C’est en effet sous ces termes peu flatteurs que l’Histoire a retenu ce lieu dont on sait en réalité peu de chose, et pour cause : ses contemporains refusaient de s’y aventurer par peur de s’y faire détrousser – ou tout simplement, par crainte d’y être seulement aperçu.
Ainsi L’Intransigeant, dans les années 1920, retrace l’historique de ce royaume des gueux avec emphase certes, mais en rapportant peu ou prou les mêmes tropes que ceux dessinés par la légende populaire ou les visions de Hugo :
« Truands, sorcières et ribaudes, faux éclopés, mendiants, imposteurs, spécialistes hiérarchisés appliquant au royaume d'Argot la division du travail, ”sabouleux, malingreux et courtaux de boutange, marcandiers, rifodés, orphelins et cagoux, capons, caIlots, coquillarts, francs-mitoux, hubains, narquois, piètres et polissons, archi-suppôts du Grand Coësre, du duc d’Égypte, du roi de Bohême, de l’empereur do Galilée”, tout ce monde de la gueuserie hanta jadis, à Paris, mainte et mainte Cour des Miracles : l’Histoire connaît chacune d’elles, l'érudition les a toutes repérées, mais la plus, fameuse, sans nul conteste, et celle qui le plus longtemps subsista, la dernière Cour des Miracles. »
Quoique largement romancé, le mythe autour de la Cour des Miracles de Paris part toutefois d'un fait historique avéré. Celle-ci a bel et bien existé.
Au XVIIe siècle, plusieurs villes de France possédaient une Cour des Miracles. Paris, outre sa grande Cour des Miracles située entre la rue du Caire et la rue Réaumur, en compta même une dizaine d’autres.

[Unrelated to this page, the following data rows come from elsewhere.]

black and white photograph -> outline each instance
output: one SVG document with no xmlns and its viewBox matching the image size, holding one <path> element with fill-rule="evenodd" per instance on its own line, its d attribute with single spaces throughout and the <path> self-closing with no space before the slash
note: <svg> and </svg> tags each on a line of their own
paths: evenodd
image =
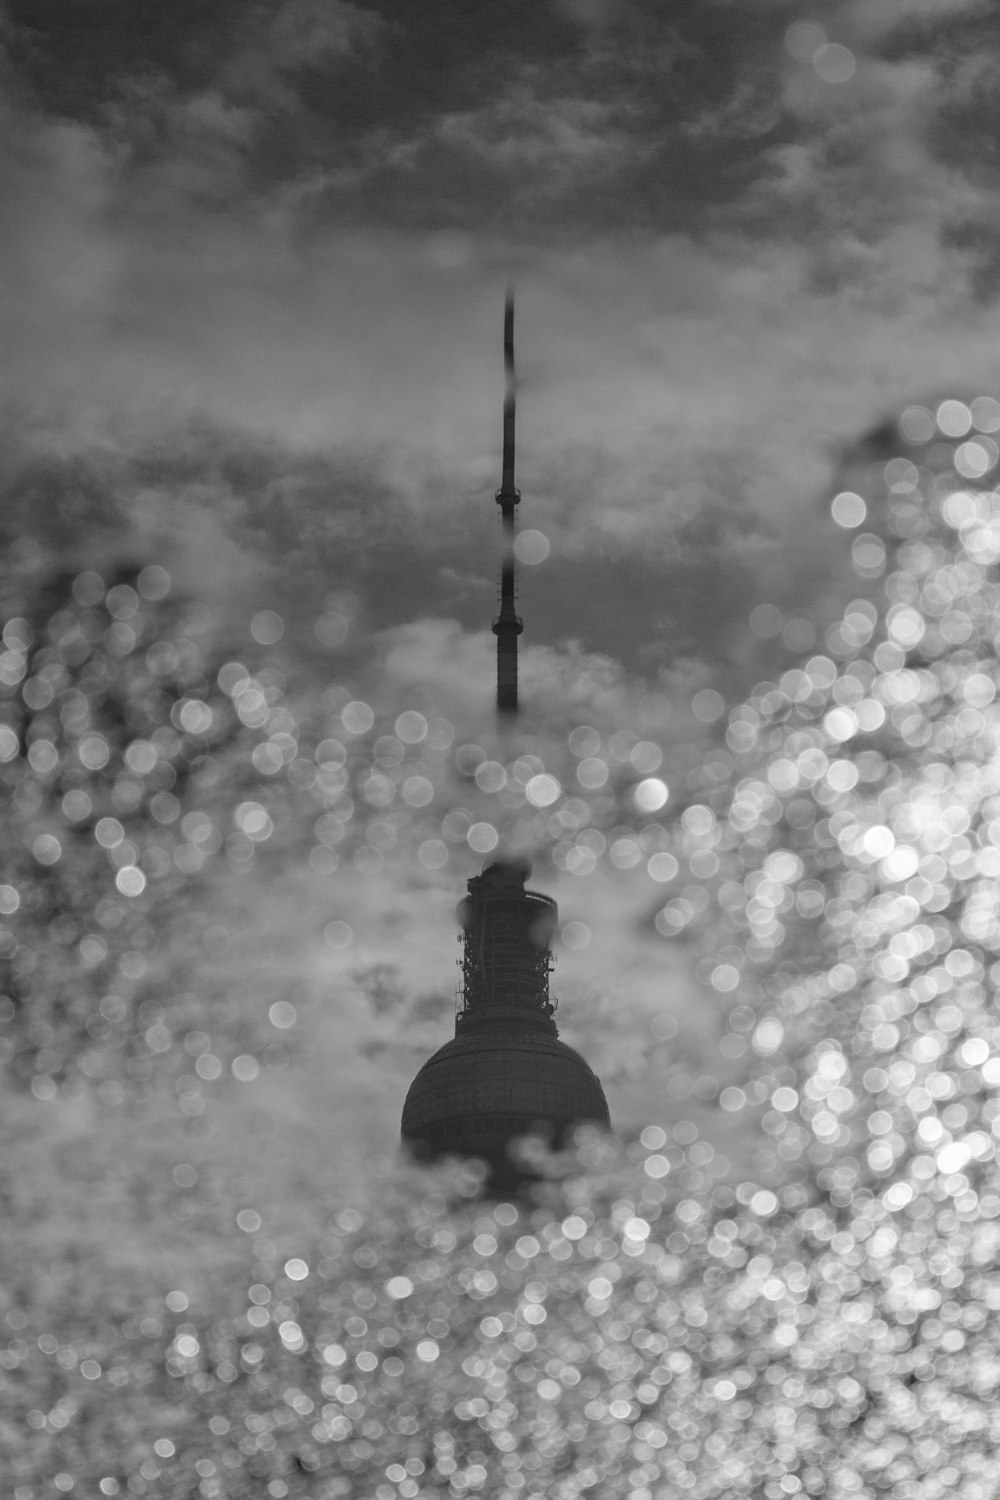
<svg viewBox="0 0 1000 1500">
<path fill-rule="evenodd" d="M 995 0 L 0 81 L 0 1500 L 998 1500 Z"/>
</svg>

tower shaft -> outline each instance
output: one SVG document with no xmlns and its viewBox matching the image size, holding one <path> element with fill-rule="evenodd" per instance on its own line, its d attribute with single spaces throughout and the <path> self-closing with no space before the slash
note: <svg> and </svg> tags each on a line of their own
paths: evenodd
<svg viewBox="0 0 1000 1500">
<path fill-rule="evenodd" d="M 517 712 L 517 638 L 524 629 L 514 608 L 514 509 L 521 502 L 514 484 L 514 298 L 507 293 L 504 304 L 503 356 L 503 466 L 496 501 L 500 507 L 503 556 L 500 564 L 500 613 L 493 621 L 497 638 L 497 709 L 501 714 Z"/>
</svg>

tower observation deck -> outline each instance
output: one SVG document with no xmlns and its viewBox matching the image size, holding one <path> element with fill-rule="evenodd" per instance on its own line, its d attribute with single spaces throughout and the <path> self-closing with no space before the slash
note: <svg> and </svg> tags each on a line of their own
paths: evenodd
<svg viewBox="0 0 1000 1500">
<path fill-rule="evenodd" d="M 549 998 L 554 901 L 525 890 L 529 869 L 497 861 L 460 903 L 462 1003 L 455 1036 L 429 1058 L 403 1106 L 402 1137 L 418 1158 L 480 1157 L 490 1181 L 525 1175 L 508 1148 L 540 1132 L 554 1146 L 574 1125 L 608 1126 L 597 1075 L 559 1040 Z"/>
</svg>

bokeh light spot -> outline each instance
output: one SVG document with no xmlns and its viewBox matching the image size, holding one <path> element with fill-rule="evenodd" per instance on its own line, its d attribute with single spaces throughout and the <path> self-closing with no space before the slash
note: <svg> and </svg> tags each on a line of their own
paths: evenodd
<svg viewBox="0 0 1000 1500">
<path fill-rule="evenodd" d="M 426 776 L 408 776 L 402 791 L 403 801 L 410 807 L 427 807 L 434 800 L 434 783 Z"/>
<path fill-rule="evenodd" d="M 811 63 L 825 46 L 826 32 L 815 21 L 793 21 L 785 32 L 785 51 L 796 62 Z"/>
<path fill-rule="evenodd" d="M 977 396 L 970 407 L 974 425 L 980 432 L 1000 431 L 1000 401 L 992 396 Z"/>
<path fill-rule="evenodd" d="M 549 555 L 549 539 L 543 531 L 522 531 L 514 540 L 514 554 L 519 562 L 534 566 Z"/>
<path fill-rule="evenodd" d="M 258 610 L 250 621 L 250 634 L 260 646 L 273 646 L 284 633 L 285 622 L 276 610 Z"/>
<path fill-rule="evenodd" d="M 846 83 L 857 70 L 854 53 L 839 42 L 826 42 L 817 48 L 812 63 L 824 83 Z"/>
<path fill-rule="evenodd" d="M 929 443 L 934 436 L 934 417 L 926 406 L 908 406 L 899 419 L 899 430 L 908 443 Z"/>
<path fill-rule="evenodd" d="M 990 449 L 994 451 L 991 452 Z M 972 438 L 955 450 L 955 468 L 963 479 L 982 479 L 997 461 L 995 450 L 994 443 L 990 443 L 987 448 L 985 440 Z"/>
<path fill-rule="evenodd" d="M 356 698 L 341 710 L 340 720 L 348 734 L 366 734 L 375 723 L 375 715 L 367 703 Z"/>
<path fill-rule="evenodd" d="M 500 842 L 492 823 L 473 823 L 466 838 L 470 849 L 475 849 L 477 854 L 488 854 Z"/>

Dès le Moyen-Âge, elles sont fréquentées par les gueux, les mendiants et les voleurs, tandis que bourgeois et membres de la maréchaussée évitent autant que possible d'y pénétrer. Le Radical dresse en 1884 un bel aperçu de ce que représente pour l'homme cultivé du XIXe siècle l'infamie de ce que fut cette « ville dans la ville – et quelle ville ! » :
« La Cour des Miracles fut, pendant des siècles, la sentine de Paris. Tous les vices, tous les crimes, toutes les hideurs de l’humanité s'y déversaient, comme les ruisseaux dans l’égout. Le crime, la prostitution, la débauche effrénée tenaient là leur quartier général. […]
Sur son seuil, la loi commune s'arrêtait, et nul archer, nul gendarme n'auraient osé y pénétrer. Qui avait jeté à la face de la société, comme un défi, son honneur, son argent, sa vie, entrait là et était accueilli. »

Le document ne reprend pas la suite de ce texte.